John M. Bennett

 

JOHN M.  BENNETT first caught my attention because of his book FOUND OBJECTS (1973).  Another product of creative serendipity, the discovery of this volume in the Olin stacks proved to be the precursor to many hours of chuckling.  The book is made up of poems constructed from newspaper headlines and phrases.   Bennett didn't invent the procedure;  incorporating such text has a noble Modernist lineage.   d.a. levy reproduced pasted and collaged text in the same manner as Bennett, and he was dead 4 years before this book came out.

The point, however, isn't that this kind of collage technique was or is itself something new and avant, but that a technique repeatedly dismissed as mechanical and soulless still is capable of conveying poetic voice.  FOUND OBJECTS is funny, the themes distinct.  It reads like Bennett.  I was prompted to seek out his other work in response to my delight in this book, and found throughout his oeuvre the same compulsive inventiveness, wry humor, sexual irony, sense of  play.  He continues producing poems that have a way of dismembering gay facades, riding over lines that in the hands of a lesser poet simply wouldn't work.

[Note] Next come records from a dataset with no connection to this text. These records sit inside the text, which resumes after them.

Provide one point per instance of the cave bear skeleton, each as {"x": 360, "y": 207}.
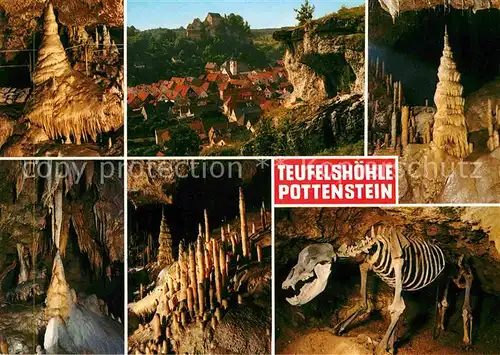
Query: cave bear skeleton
{"x": 404, "y": 262}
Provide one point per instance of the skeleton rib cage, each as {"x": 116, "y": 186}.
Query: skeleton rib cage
{"x": 423, "y": 261}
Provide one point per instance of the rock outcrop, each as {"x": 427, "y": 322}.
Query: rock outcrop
{"x": 325, "y": 57}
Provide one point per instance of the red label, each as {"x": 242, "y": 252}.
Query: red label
{"x": 335, "y": 181}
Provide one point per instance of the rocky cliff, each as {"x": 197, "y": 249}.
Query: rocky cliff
{"x": 325, "y": 57}
{"x": 19, "y": 18}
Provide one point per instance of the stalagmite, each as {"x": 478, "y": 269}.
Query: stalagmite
{"x": 23, "y": 266}
{"x": 58, "y": 300}
{"x": 393, "y": 129}
{"x": 200, "y": 262}
{"x": 244, "y": 230}
{"x": 190, "y": 300}
{"x": 211, "y": 296}
{"x": 450, "y": 130}
{"x": 207, "y": 260}
{"x": 207, "y": 228}
{"x": 263, "y": 216}
{"x": 165, "y": 253}
{"x": 492, "y": 133}
{"x": 400, "y": 95}
{"x": 222, "y": 265}
{"x": 395, "y": 97}
{"x": 201, "y": 300}
{"x": 222, "y": 237}
{"x": 200, "y": 230}
{"x": 156, "y": 327}
{"x": 217, "y": 274}
{"x": 193, "y": 282}
{"x": 405, "y": 116}
{"x": 182, "y": 263}
{"x": 428, "y": 131}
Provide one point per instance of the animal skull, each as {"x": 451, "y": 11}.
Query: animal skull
{"x": 309, "y": 277}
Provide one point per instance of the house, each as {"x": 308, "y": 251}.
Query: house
{"x": 195, "y": 29}
{"x": 199, "y": 128}
{"x": 162, "y": 136}
{"x": 213, "y": 19}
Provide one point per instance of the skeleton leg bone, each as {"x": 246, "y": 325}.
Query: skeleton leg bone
{"x": 363, "y": 308}
{"x": 396, "y": 309}
{"x": 442, "y": 307}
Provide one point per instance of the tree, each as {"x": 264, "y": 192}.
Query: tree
{"x": 305, "y": 13}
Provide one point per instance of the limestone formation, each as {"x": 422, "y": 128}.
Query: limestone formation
{"x": 165, "y": 254}
{"x": 244, "y": 229}
{"x": 64, "y": 102}
{"x": 405, "y": 116}
{"x": 450, "y": 130}
{"x": 393, "y": 130}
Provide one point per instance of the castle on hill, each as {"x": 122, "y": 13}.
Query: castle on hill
{"x": 197, "y": 28}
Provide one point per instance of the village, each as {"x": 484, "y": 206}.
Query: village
{"x": 228, "y": 99}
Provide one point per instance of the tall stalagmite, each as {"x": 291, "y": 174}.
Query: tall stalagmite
{"x": 244, "y": 229}
{"x": 64, "y": 102}
{"x": 450, "y": 130}
{"x": 165, "y": 254}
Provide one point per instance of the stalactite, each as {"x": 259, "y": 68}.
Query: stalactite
{"x": 243, "y": 221}
{"x": 450, "y": 130}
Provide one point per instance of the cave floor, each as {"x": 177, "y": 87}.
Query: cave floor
{"x": 357, "y": 341}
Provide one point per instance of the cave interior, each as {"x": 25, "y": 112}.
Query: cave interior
{"x": 309, "y": 328}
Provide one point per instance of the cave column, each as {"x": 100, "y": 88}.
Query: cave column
{"x": 405, "y": 116}
{"x": 244, "y": 229}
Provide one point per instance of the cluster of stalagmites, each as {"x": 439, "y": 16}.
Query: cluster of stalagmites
{"x": 449, "y": 130}
{"x": 200, "y": 285}
{"x": 64, "y": 102}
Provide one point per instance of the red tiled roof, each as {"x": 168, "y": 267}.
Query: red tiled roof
{"x": 212, "y": 77}
{"x": 242, "y": 83}
{"x": 223, "y": 86}
{"x": 266, "y": 104}
{"x": 178, "y": 80}
{"x": 143, "y": 95}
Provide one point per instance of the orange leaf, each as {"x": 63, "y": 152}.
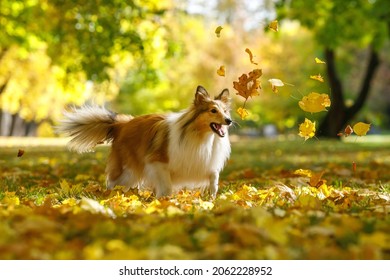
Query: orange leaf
{"x": 250, "y": 56}
{"x": 319, "y": 61}
{"x": 275, "y": 83}
{"x": 221, "y": 71}
{"x": 242, "y": 112}
{"x": 315, "y": 179}
{"x": 20, "y": 153}
{"x": 307, "y": 129}
{"x": 318, "y": 78}
{"x": 218, "y": 31}
{"x": 361, "y": 128}
{"x": 274, "y": 26}
{"x": 314, "y": 102}
{"x": 248, "y": 85}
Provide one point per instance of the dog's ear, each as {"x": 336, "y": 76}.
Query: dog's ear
{"x": 224, "y": 96}
{"x": 201, "y": 95}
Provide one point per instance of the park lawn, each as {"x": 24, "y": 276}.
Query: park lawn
{"x": 278, "y": 199}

Bennett is a vigorous writer.   Seek out his poetry!  He told me in an email a few years ago that FOUND OBJECTS was his only book dedicated solely to collage.  He is, however, known as a prominent  concrete and visual poet, two areas which share some of the same concerns as collage.  Bennett is committed to experimentation; the range of his experimentation may require further exploration on this page.   With subtle hints of sci-fi, humor and aggression, his poems can befuddle and thus, provoke.   After that, it's up to you.  There's no coddling with Bennett. 

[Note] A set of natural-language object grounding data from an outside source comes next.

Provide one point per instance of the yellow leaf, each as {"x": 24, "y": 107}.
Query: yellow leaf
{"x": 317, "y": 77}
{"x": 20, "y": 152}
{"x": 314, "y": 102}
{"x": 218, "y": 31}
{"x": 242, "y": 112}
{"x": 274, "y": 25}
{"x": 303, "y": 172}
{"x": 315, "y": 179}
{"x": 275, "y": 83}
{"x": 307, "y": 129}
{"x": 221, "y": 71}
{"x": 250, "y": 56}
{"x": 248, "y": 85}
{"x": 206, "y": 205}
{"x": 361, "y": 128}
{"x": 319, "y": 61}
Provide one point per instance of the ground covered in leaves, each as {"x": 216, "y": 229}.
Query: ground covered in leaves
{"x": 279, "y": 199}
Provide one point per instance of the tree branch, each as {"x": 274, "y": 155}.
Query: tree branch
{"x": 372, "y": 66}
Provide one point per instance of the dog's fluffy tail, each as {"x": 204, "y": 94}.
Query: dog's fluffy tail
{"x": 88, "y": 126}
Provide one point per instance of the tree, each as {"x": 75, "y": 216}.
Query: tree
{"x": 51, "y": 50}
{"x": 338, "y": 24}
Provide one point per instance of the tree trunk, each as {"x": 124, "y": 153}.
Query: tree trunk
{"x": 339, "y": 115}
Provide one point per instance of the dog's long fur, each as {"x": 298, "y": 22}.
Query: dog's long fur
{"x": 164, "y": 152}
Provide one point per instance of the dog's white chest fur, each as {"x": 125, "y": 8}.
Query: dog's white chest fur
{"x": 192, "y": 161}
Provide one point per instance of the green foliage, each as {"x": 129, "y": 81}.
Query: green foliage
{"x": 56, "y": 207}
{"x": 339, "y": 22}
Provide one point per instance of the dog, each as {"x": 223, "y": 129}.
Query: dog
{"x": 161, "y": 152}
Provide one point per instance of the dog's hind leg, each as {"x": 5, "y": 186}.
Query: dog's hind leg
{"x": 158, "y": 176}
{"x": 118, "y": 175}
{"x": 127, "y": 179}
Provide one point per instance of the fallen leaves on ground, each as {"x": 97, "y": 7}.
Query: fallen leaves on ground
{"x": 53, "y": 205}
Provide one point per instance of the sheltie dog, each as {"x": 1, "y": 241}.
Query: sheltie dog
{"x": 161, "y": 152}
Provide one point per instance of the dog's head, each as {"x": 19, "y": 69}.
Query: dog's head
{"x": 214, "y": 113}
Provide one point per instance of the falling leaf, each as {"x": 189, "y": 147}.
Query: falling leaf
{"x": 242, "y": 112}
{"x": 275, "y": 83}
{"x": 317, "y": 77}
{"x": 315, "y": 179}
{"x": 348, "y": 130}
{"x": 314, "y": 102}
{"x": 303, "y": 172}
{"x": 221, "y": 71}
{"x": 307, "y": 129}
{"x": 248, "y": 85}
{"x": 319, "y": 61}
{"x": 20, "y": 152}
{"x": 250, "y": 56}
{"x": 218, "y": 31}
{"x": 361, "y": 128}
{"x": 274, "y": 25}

More poems by John M. Bennett 

 

Two poems scanned from John M. Bennett's FOUND OBJECTS (1973):

Centerless Grinder                                Be Doubted

 

 

"I had become interested during the early 1970's in the material or physical nature of language.  I had always been strongly conscious of the visual appearance of words on the page in poetry, and strongly valued the blank space at the ends of the lines.  So one weekend, around 1970 or 1971, when we were visiting a close friend from California (the ceramic and glass artist Robert Coleman, who now lives near Columbus) in Kent, Ohio, I cut up some tabloid newspapers and collaged words and phrases from them in visually significant manner.  Over the next couple of years I compiled quite a number of these, and a selection of them was eventually published under the title Found Objects (New Rivers Press, 1973).  I learned a lot about everyday language works (and doesn't work) through this process of deconstruction and reconstruction.
     That activity led to an increasing interest in visual and conceptual uses of language:  I made labels (short phrases or single words mimicking labels or technical instructions or warnings on products, etc.); collages, including visual images as well as words; concrete poetry; conceptual texts; sculptural assemblage pieces using language as one element; drawings; and, increasingly, the "drawn writing" that I continue to do and that has developed into a unique blend of calligraphy and visual poetry.  At the same time, I continued to write more traditional-looking poetry, typed, with line breaks and so on.  I had made some friends at OSU--especially Mark Tomlinson, a ceramic artist not interested I just making pottery, and Doug Landies, a painter.  With both of them I engaged in some collaborative projects, and I look upon those years as most stimulating, my conceptions of esthetic possibility being considerably expanded.  With Landies, I entered into the delightful world of mail art, and continue to be active in that field:  it's a way to directly exchange art and idea with people all over the world with no institutional intervention and absolute freedom and spontaneity."

from Contemporary Authors Autobiography Series, Volume 25.